O comportamento das taxas de juros reflete o impacto da pandemia sobre a atividade econômica e as perspectivas para a inflação, mas, em horizontes mais longos, deveria também incorporar os efeitos do forte aumento da emissão de títulos públicos. Não há, contudo, nenhuma anomalia aqui. O que está acontecendo é que, em diversas regiões, os bancos centrais estão comprando os títulos públicos em volumes muito expressivos, impedindo, assim, que o aumento de oferta se traduza em pressão baixista (altista) sobre os preços (taxas de juros) desses instrumentos. Considerando os EUA, a expectativa é que o Fed financie o equivalente à metade do aumento esperado do endividamento público. Essa razão chega a 71% na França, 94% na Espanha e 95% na Itália.

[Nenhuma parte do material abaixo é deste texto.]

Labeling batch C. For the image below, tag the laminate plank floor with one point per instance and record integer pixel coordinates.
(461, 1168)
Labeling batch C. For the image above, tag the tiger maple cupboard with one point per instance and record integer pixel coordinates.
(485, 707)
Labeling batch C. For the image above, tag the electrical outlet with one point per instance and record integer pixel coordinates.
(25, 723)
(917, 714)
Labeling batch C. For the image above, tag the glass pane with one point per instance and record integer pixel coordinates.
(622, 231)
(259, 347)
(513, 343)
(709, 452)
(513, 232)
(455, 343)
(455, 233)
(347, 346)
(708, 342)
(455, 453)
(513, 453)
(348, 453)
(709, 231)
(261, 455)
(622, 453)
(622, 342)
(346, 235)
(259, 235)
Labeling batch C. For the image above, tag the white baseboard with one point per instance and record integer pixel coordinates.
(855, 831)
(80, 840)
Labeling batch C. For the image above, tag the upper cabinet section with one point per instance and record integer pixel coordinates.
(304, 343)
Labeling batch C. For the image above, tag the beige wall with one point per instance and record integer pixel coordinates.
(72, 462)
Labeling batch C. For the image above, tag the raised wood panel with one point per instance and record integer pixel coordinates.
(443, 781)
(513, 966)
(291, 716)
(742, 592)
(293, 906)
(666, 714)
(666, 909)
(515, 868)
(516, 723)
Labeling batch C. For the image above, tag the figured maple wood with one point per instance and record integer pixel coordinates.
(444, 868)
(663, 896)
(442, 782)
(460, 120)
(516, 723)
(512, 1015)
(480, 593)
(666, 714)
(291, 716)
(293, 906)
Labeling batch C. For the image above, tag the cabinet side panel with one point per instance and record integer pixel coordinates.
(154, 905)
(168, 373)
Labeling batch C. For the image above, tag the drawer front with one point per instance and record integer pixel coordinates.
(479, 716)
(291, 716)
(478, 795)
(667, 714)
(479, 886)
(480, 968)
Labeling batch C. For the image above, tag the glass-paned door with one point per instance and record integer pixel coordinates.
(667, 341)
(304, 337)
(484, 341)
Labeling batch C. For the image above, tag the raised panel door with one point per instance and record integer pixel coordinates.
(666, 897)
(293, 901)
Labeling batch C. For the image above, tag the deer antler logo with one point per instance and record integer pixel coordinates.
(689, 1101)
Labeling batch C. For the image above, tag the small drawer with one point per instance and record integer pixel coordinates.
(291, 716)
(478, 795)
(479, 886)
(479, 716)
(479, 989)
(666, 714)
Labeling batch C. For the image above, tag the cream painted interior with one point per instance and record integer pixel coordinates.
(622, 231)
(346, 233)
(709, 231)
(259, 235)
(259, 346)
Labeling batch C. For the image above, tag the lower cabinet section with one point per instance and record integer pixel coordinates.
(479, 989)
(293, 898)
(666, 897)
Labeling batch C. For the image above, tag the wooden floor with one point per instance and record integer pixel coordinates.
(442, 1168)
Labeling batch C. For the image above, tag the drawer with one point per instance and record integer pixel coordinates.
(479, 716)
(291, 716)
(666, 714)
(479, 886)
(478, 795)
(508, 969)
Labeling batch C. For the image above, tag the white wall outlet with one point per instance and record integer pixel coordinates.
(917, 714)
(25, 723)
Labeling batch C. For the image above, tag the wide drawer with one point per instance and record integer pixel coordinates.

Isso significa que, na ausência de forte intervenção das autoridades monetárias nos mercados de dívida pública, provavelmente estaríamos observando elevações de taxas de juros mais longas. Como a superação das consequências econômicas da pandemia vai demandar tempo, a tendência das autoridades com influência sobre a política fiscal, sejam governos ou parlamentos, será postergar a remoção das políticas de estímulo. Com isso, a trajetória das dívidas públicas não deve ter redução tempestiva, o que implica restrição da margem de manobra detida pelas autoridades monetárias. A estratégia de saída dos bancos centrais vai, obrigatoriamente, ter que ser gradual, a fim de evitar choques de juros que poriam em risco qualquer retomada econômica. A necessidade de evitar tais movimentos de juros, em um contexto no qual a inflação pode, em algum momento do futuro, deixar de ser benigna, apresenta desafio adicional para os bancos centrais. Nesse cenário, a política monetária passará a operar não necessariamente sob o caso extremo da dominância, mas sob uma forma de constrangimento fiscal. Não haverá estratégia de saída fácil.

Fonte: Valor Econômico

As opiniões aqui expressas são do autor e não refletem necessariamente as do CDPP, tampouco as dos demais associados.